Either pour them out of the hot pan immediately or else they will continue to cook and burn or, if you wish, make a wet rub by adding some oil, not a lot, just enough to make a paste, and turn the heat as low as possible and cook for another minute so the oil will pull out more of the flavor.
Applying a rub
To prevent contaminating your rub with uncooked meat juices, spoon out the proper amount before you start and seal the bottle for future use. Keep your powder dry.
There is a popular myth that you should not rub a rub, that you should sprinkle it on because rubbing it in cuts the surface and juices will run out.

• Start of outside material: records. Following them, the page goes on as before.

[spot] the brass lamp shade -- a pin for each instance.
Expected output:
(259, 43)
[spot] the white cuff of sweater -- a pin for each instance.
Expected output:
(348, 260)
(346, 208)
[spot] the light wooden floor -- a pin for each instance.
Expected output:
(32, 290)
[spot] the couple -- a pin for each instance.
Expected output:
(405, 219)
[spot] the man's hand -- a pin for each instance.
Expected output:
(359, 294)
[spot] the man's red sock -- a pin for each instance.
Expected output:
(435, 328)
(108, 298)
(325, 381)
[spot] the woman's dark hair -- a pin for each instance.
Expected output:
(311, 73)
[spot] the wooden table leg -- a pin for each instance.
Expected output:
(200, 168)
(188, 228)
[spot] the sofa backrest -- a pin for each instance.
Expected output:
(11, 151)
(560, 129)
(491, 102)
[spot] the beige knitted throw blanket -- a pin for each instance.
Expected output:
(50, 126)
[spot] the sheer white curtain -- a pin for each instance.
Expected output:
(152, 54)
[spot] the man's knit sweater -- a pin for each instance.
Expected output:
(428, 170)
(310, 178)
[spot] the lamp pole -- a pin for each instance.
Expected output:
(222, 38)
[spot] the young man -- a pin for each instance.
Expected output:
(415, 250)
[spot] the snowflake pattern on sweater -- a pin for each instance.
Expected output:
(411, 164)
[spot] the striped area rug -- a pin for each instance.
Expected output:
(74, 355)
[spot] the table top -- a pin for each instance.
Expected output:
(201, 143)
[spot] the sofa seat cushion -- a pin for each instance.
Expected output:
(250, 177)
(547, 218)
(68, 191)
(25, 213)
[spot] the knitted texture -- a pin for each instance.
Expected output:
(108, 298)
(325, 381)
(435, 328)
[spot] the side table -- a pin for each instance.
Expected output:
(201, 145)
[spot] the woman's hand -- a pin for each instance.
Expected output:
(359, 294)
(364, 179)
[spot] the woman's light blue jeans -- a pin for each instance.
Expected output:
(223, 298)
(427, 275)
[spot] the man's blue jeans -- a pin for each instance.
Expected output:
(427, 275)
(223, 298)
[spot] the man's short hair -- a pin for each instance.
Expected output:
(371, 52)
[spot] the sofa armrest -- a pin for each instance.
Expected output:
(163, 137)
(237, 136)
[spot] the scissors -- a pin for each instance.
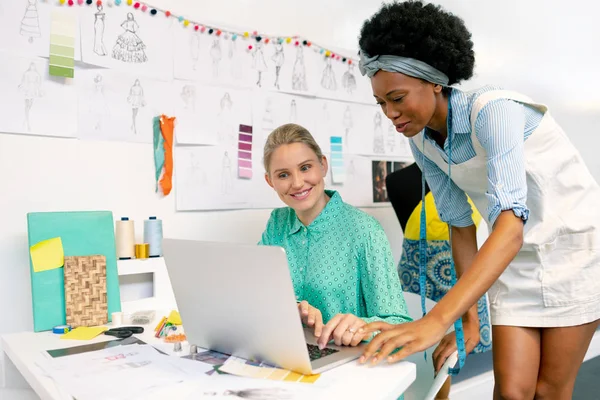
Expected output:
(124, 332)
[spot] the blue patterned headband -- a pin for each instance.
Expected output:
(408, 66)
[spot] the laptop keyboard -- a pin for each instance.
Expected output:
(314, 353)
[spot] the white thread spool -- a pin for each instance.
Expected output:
(153, 236)
(125, 238)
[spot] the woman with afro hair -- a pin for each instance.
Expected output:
(540, 265)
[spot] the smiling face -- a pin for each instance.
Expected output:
(297, 175)
(410, 103)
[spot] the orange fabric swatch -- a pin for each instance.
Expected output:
(167, 126)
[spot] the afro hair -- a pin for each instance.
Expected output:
(424, 32)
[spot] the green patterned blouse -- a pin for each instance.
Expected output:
(341, 262)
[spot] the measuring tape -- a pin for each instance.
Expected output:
(458, 328)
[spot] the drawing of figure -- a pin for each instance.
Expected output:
(129, 47)
(268, 122)
(216, 55)
(255, 394)
(278, 58)
(328, 79)
(227, 177)
(378, 142)
(188, 95)
(235, 64)
(259, 63)
(99, 21)
(99, 105)
(30, 23)
(226, 125)
(299, 71)
(347, 124)
(137, 101)
(31, 86)
(349, 80)
(195, 48)
(293, 111)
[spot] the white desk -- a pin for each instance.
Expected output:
(352, 380)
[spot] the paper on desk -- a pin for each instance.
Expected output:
(133, 371)
(242, 367)
(84, 332)
(47, 255)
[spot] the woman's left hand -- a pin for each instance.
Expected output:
(411, 337)
(343, 329)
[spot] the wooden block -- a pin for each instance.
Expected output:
(85, 290)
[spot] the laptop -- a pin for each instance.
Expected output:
(239, 300)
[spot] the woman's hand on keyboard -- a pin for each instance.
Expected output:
(343, 329)
(311, 317)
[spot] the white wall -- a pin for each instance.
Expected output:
(550, 51)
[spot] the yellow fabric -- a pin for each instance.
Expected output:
(436, 228)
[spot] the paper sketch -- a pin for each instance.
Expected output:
(188, 95)
(226, 175)
(278, 58)
(235, 64)
(99, 25)
(255, 394)
(299, 73)
(31, 87)
(30, 24)
(349, 80)
(227, 128)
(293, 111)
(129, 46)
(136, 100)
(258, 62)
(328, 79)
(195, 48)
(216, 55)
(378, 140)
(99, 104)
(347, 123)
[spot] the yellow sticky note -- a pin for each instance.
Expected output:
(47, 255)
(174, 318)
(84, 333)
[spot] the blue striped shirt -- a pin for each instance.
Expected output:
(502, 127)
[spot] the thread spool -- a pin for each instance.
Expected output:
(125, 238)
(153, 236)
(142, 250)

Humbug. There is a reason they are called cuts of meat. Meat is muscle that has been cut to remove it from the bones, fat, and other muscles. The surface has already been in a knife fight and there are gazillions of muscle fibers that have been sliced open. There are also bazillions of microscopic ridges, valleys, cracks, crevices, pits, pockmarks, and pores in the surface. The surface is far from smooth. Rubbing a rub into the surface can’t hurt it one bit. It is not going to lose any more juice than if you just sprinkle it on. And rubbing might just help the meat hold onto the rub better.
To prevent cross-contamination, one hand sprinkles on the rub and the other hand does the rubbing. Don’t put the hand that is rubbing into the powder.
Skip the plastic wrap
After salting, the best arrangement is on a wire rack over a pan, no wrap. There is nothing about plastic wrap that forces salt or rub molecules into the meat. It is not some sort of vacuum or pressure system. Plastic wrap just gets stuck to the rub and pulls it off when we remove the plastic. Liquid also accumulates in the plastic and washes away some of the spices. If you are dry brining poultry, you actually want airflow around the meat to help desiccate the skin.
In the restaurant world you are required by law to cover or wrap the meat so juices won’t contaminate other foods like veggies. This makes sense, so be very careful if you leave raw meat uncoverd in the fridge. If you wish, a roasting pan with a rack and a dome will work just fine.
If there are odors in the fridge, if there is something really smelly in there, plastic wrap will help keep out the smell, but remember, plastic wrap does not prevent air from entering and exiting, so if there is one of Tony Soprano’s dead friends in your fridge, the smell can penetrate most plastic wraps.
Otherwise, just leave the meat nekkid on a rack in a pan on the bottom shelf of the fridge. If you feel safer wrapping, go ahead. It really won’t hurt much.